New in CockroachDB 24.2 is support for vectors. Now we can store vector
embeddings within CockroachDB with pgvector-compatible semantics to build
AI-driven applications. Numerous built-in functions have been added for running
similarity search across vectors. Here, we use the <=>
(cosine similarity)
operator.
The caveat with this is that vector indexing is not supported in this release. Still, that won't stop us from experimenting with some semantic indexing and search. To make up for the lack of indexing on these vectors, we'll add a K-Means clustering step to our app and create an index on the cluster ID values which we'll map to the primary key of the table storing the data. This gives us a two phased approach to search: (1) use this index, (2) order the resulting rows according to each row's cosine similarity to the query string.
This demo can be run locally using the steps outlined below or in Kubernetes (K8s), adjacent to a CockroachDB deployment, using the deployment defined here.
- Install a CockroachDB instance, using version 24.2+
- Apply a CockroachDB Enterprise license
- Create a user account for the app
- GRANT this user/role access to the DB being used
- The app creates all the required tables and indexes
- Run the following to prevent failures from uploading K-Means models to the DB's
blob_store
table:SET CLUSTER SETTING sql.conn.max_read_buffer_message_size = '64 MiB';
The simplest way to get started is to run the Docker image. To do that, edit the
./docker_run_image.sh
file, adjusting the lines near the top as necessary:
# EDIT THESE TO SUIT YOUR DEPLOYMENT
crdb_certs="$HOME/certs"
export DB_URL="postgres://test_role:[email protected]:26257/defaultdb?sslmode=require&sslrootcert=$crdb_certs/ca.crt"
port=1999 # You point your client at this port on localhost, so 'export FLASK_PORT=1999' in env.sh
You can then skip down to Start the Flask server Docker image.
If deploying locally or on a VM, edit the ./env.sh
file; if deploying in K8s, these
variables are defined in the deployment YAML file (./k8s/crdb-embeddings.yaml
).
Here is a detailed explanation of the various environment variables used by the app
and related scripts (search, index, ...):
Host name and port used by the app (a Python Flask REST service):
export FLASK_PORT=8080
export FLASK_HOST=some-host.domain
The DB connection string:
export DB_URL="postgres://some_role:[email protected]:26257/db_name?sslmode=require&sslrootcert=/certs/ca.crt"
Log level (INFO is fairly chatty):
export LOG_LEVEL=INFO
Number of threads to run in the Flask app:
export N_THREADS=10
The minimum length of a sentence, in characters:
export MIN_SENTENCE_LEN=8
The number of clusters to create in the K-Means model.

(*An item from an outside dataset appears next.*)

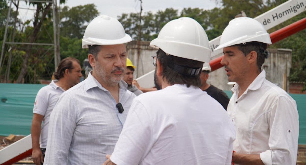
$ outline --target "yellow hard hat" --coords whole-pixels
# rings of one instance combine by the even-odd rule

The tradeoff here is query speed vs. recall; e.g. if the number is too low, more data must be scanned during the cosine similarity phase. If the number is too high, then matching documents may be missed entirely as their cluster ID value will not align with the cluster ID value that gets mapped to the query string. For the small data size used in these experiments, 50k rows, a value of 500 seemed like the best fit. For a larger data set, experiments showed using a value of about 1.3% of the number of rows was a good tradeoff:
export N_CLUSTERS=500
The fraction of rows to scan when building the K-Means model. A value of 1.0 might make more sense for a small data set, but a smaller fraction would be better suited to a larger data set. Again, there's a tradeoff here in terms of fidelity, with a larger fraction (theoretically) leading to a better model. Again, when the data set became larger, experiments showed that a fraction corresponding to about 35k rows in the table was a sweet spot:
export TRAIN_FRACTION=0.75
A filesystem location where the model can be read and written. This is used during the "bootstrap" phase when the model file is downloaded from the URL provided below. After that, the model is stored in the DB itself:
export MODEL_FILE=/tmp/model.pkl
This model was built according to the discussion above, and it should be suitable for getting started:
export MODEL_FILE_URL="https://storage.googleapis.com/crl-goddard-text/model_Fastembed_500.pkl"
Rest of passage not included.